How to move zeros to the end of a list

Question

I have to create a code(function) that moves elements in a list without using temporary list and the function has to return nothing, I've tried the following but It won't work please help

def move_zeros_v2(lst):
    left = []
    right = []
    left_a = left.append
    right_a = right.append
    for x in lst:
        if x:
            left_a(x)
        else:
            right_a(x)
    left.extend(right)
    i = 0
    while i < len(left):
        lst[i] = left[i]
        i = i + 1

x = [1, 0, 3, 0, 0, 5, 7]
z=move_zeros_v2(x)
print(x, z)

Answer 1

Here is one way to do it:

def move_zeros(lst):
  n = len(lst)
  lst[:] = filter(None, lst)
  lst.extend([0] * (n - len(lst)))

Answer 2

The big "gotcha" here is "no temporary list." This means that the usual approach of iterating over a copy of the list while mutating the real list...

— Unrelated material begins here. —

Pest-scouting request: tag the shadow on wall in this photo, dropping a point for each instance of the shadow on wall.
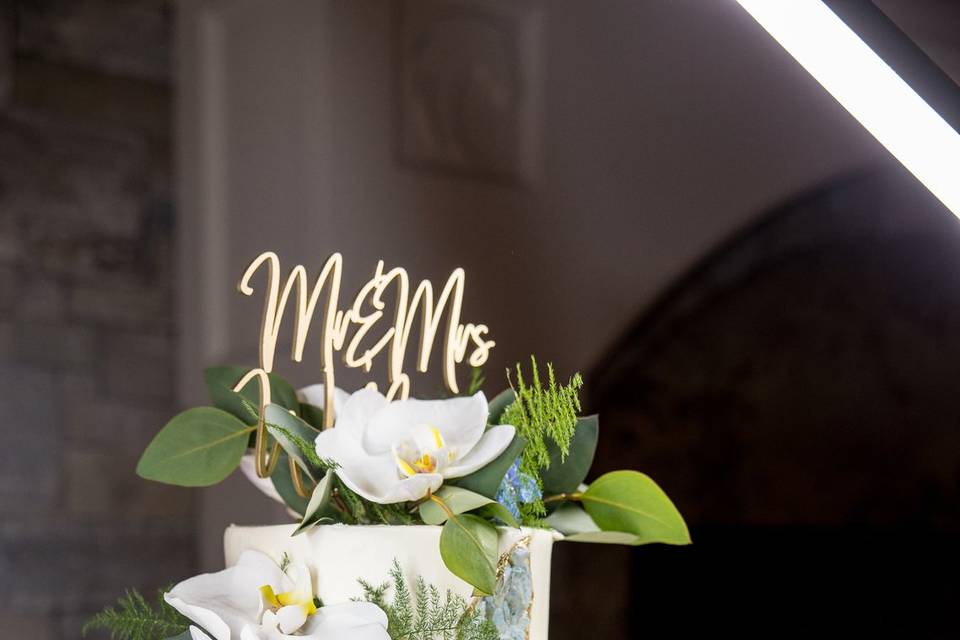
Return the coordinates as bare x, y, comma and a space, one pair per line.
796, 395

for idx, el in enumerate(lst[:]):

...violates the rules of the assignment. Instead you'll have to do some jiggery pokery with indexes and etc.

for idx in range(len(lst)):
    el = lst[idx]
    while el == 0:
        # push the zero to the end of the list
        lst.append(lst.pop(idx))
        el = lst[idx]  # check if the next one is a zero as well!

This is generally a Bad Idea, and definitely code smell in Python. You shouldn't feel bad about using a temporary list if this were Real Code, but I assume it's a homework assignment.

Answer 3

This is very easy to do with normal list methods, although this isn't necessarily the prettiest or most efficient way to accomplish your task.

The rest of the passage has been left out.